Vertex Pharmaceuticals Incorporated (Nasdaq: VRTX) announced today a correction to the previously reported responder analysis, as well as additional data from, the recent interim analysis of an ongoing Phase 2 study of VX-809 and KALYDECO™ (ivacaftor) that showed significant improvements in lung function (forced expiratory volume in one second, FEV1) among adults with cystic fibrosis (CF) who have two copies (homozygous) of the most common mutation in the cystic fibrosis transmembrane conductance regulator (CFTR) gene, F508del. As previously announced, there was a statistically significant improvement in lung function (absolute change in percent predicted FEV1) across the combined treatment groups relative to baseline compared to placebos announcement provides a correction to the responder analysis.
“The improvements in lung function seen to date in this study exceeded our expectations.
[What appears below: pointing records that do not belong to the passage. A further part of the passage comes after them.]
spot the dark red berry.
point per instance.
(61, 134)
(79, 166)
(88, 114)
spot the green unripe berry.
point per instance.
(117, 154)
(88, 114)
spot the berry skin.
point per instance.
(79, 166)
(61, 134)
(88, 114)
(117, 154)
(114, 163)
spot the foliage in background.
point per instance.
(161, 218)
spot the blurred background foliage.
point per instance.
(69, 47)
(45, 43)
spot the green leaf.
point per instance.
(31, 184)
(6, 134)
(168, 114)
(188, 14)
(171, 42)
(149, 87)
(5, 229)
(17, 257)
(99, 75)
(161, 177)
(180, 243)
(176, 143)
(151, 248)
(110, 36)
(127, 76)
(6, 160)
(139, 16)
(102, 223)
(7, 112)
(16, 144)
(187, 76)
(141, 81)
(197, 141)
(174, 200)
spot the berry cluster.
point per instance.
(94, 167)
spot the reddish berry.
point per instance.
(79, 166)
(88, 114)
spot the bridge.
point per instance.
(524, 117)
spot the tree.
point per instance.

We're continuing to move forward as quickly as possible toward a pivotal study of VX-809 and KALYDECO in people with two copies of the F508del mutation”
On May 7, 2012, the company announced that approximately 46 percent (17/37) of patients with two copies of the F508del mutation experienced an improvement in lung function (FEV1) of 5 percentage points or more and approximately 30 percent (11/37) experienced an improvement of 10 percentage points or more from baseline to Day 56 when treated with the combination of VX-809 and KALYDECO. These results were relative improvements, not absolute improvements as originally reported.
The actual absolute improvements in lung function for these patients are: approximately 35 percent (13/37) experienced an absolute improvement of 5 percentage points or more and approximately 19 percent (7/37) experienced an absolute improvement of 10 percentage points or more from baseline to Day 56. As previously announced, none of the patients treated with placebo (0/11) achieved a 5 percentage-point or more mean absolute improvement in lung function from baseline to Day 56.